The truth is that it has not been easy for me either.  When I came to Christ, one by one all of my worldly friends fell away.  I could not do the same things with them that I used to do.  Even now, even among brothers and sisters in the Lord, friendship is often hard.  Even this blog has distanced me from some though for others it has brought us even closer.  Some things in life I just can not do anymore.  I do not want to listen to music woven through with filth and profanity.  I do not want to go out and get drunk.  I do not want to play video games or hours on end or revolve my world around sports.  That is not who I am anymore.  I am a child of God and God has been calling me more and more to live that way.  There are times when it is lonely, but those hard times are times I learn more and more that no matter who abandoms, despies, ridicules, or rejcts me in this world, I am doing what God has asked me to do and no matter what I am secure in the love of Christ.  I am learning more and more that there is nothing more that I need.  There is a song that we used to sing at church where the chorus is "You can have the whole world, but give me Jesus."  I am learning more and more each day how true that is.  I have made the choice a long time ago to be true to who God has made me to be and through that time I lost more friends than I made, met a wonderful wife, and continue to grow closer and closer to the Lord.  I have no regrets and I make no apologies for what I did that Christ has called me to do.  Be a child of light and the light of Christ that shines through you will give light to the darkened souls of your loved ones who do not know the Lord.  I say this again: you may lose friends, but God will win souls. 

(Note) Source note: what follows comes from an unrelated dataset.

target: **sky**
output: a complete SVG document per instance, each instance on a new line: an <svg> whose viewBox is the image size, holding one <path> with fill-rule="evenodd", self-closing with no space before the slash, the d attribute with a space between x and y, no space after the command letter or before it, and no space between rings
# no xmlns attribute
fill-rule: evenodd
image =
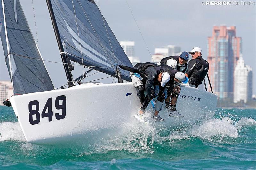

Therefore be imitators of God as dear children. And walk in love, as Christ also has loved us and given Himself for us, an offering and a sacrifice to God for a sweet-smelling aroma. But fornication and all uncleanness or covetousness, let it not even be named among you, as is fitting for saints; neither filthiness, nor foolish talking, nor coarse jesting, which are not fitting, but rather giving of thanks. For this you know, that no fornicator, unclean person, nor covetous man, who is an idolater, has any inheritance in the kingdom of Christ and God. Let no one deceive you with empty words, for because of these things the wrath of God comes upon the sons of disobedience. Therefore do not be partakers with them. For you were once darkness, but now you are light in the Lord. Walk as children of light (for the fruit of the Spirit is in all goodness, righteousness, and truth), finding out what is acceptable to the Lord. And have no fellowship with the unfruitful works of darkness, but rather expose them. For it is shameful even to speak of those things which are done by them in secret. But all things that are exposed are made manifest by the light, for whatever makes manifest is light. Therefore He says: "Awake, you who sleep, Arise from the dead, And Christ will give you light." See then that you walk circumspectly, not as fools but as wise, redeeming the time, because the days are evil.  Ephesians 5:1-16 NKJV

1 comment:

  1. "We can not lead people to the narrow gate of Christ if we live in the broad way of the world." Amen!